While some analysts see hints of the home price bubble that felled the housing market, and nearly wrecked the financial system, two decades ago, most agree that current conditions don’t represent a crisis – at least, not yet.
Not a Bubble – Yet
“Right now I wouldn’t describe it as a bubble, but that doesn’t make it less concerning,” Mike Fratantoni, chief economist at the Mortgage Bankers Association, noted in the Politico report. Home prices are now rising three times as fast as incomes, he pointed out, “and that means we’re going to outrun the buyers out there.”
The concern isn’t immediate, he noted. “I think we could continue at this rate for a couple of quarters before we sort of hit that wall.” But we will hit that wall eventually, Fratantoni and others are warning, as prices continue to rise.
There are two cures for the chronic inventory shortage that is pushing prices higher: More listings of existing homes for sale and more new construction. Spring will bring a seasonal increase in listings, the NAR’s Young predicts, offering a measure of relief there, while builders have been ramping up construction of new homes, in response to growing buyer demand.
Although single-family starts fell by more than 12 percent in January, residential permits for new construction increased by more than 20 percent, reflecting rising confidence among home builders.
Lumber Cost Concerns
That confidence is being tempered, however, by soaring lumber prices, which have more than doubled in the past three months, Matthew Speakman, a Zillow economist, noted in a recent report, “and that has reportedly caused some builders to stop some projects mid-way. Land and labor shortages also continue to hinder the ability to take on new projects,” he said.
Robert Dietz, the NAHB’s chief economist, echoed that concern in a recent market analysis. "Demand conditions remain solid due to demographics, low mortgage rates and the suburban shift to lower cost markets,” he observed, “but we expect to see some cooling in growth rates for residential construction in 2021 due to cost factors, supply chain issues and regulatory risks. Some builders are at capacity and may not be able to expand production due to these headwinds," he cautioned.
Higher Interest Rates Coming?
Rising interest rates may create another headwind. Analysts predict that the Federal Reserve will reverse policies that have held the benchmark Fed funds rate near zero to mitigate the impacts of the pandemic, as an improving economy spurs concerns about inflationary pressures.

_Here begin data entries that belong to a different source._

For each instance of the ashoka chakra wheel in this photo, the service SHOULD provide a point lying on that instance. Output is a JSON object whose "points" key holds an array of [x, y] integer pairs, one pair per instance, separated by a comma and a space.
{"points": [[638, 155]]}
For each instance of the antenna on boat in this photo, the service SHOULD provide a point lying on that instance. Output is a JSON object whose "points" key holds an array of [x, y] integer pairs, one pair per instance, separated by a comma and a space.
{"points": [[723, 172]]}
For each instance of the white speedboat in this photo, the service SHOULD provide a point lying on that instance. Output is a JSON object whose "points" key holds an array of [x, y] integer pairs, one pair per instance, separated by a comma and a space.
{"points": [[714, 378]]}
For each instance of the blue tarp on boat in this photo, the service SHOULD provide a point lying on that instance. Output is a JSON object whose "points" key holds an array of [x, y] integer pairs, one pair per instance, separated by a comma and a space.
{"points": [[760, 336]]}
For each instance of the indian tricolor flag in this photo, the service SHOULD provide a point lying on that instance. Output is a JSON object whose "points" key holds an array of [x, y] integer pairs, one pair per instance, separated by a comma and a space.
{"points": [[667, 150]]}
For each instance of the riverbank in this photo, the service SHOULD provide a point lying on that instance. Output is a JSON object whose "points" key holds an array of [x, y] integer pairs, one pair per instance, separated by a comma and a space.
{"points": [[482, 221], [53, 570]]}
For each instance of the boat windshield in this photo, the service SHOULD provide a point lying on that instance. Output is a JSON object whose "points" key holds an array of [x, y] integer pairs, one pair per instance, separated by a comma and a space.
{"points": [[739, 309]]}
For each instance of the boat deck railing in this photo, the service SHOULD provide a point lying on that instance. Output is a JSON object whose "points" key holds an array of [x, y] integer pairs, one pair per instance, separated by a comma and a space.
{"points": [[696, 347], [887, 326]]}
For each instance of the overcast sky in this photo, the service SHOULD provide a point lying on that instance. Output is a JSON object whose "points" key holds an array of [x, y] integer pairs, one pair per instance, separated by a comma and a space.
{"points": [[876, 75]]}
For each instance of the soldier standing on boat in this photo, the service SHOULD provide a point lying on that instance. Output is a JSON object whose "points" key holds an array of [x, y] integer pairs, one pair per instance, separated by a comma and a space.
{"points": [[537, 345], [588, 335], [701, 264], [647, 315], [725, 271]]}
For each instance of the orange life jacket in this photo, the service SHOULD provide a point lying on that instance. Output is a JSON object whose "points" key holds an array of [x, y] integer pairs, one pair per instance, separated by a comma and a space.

A change in Fed policies may in fact be in the future, but not in the immediate future, Federal Reserve Chairman Jerome Powell told lawmakers in recent Congressional testimony. The Fed won’t take its feet off the interest rate brakes, he said, until the economy has recovered further from the effects of the pandemic. “That is likely to take some time” he said noting that “the economy is a long way [from meeting] the Fed’s employment and inflation goals.” It is ”highly unlikely,” he said, that those goals will be achieved this year.
Housing industry executives are expecting rates to rise “modestly,” but not enough to have a significant impact on the consensus view that home sales will remain strong at least through the end of this year.
The NAR’s Yun doesn’t expect rates to rise “to an alarming level, but we should prepare for a rise of at least a decimal point or two,” he predicted.
Ruben Gonzalez, chief economist for Keller Williams, agrees that as the economy improves, Treasury rates will rise, pushing mortgage rates higher. “This will likely weigh on demand some,” he told HousingWire, “but the market is currently so supply-constrained it will likely take some time for the impacts on affordability to have a noticeable impact on market conditions.”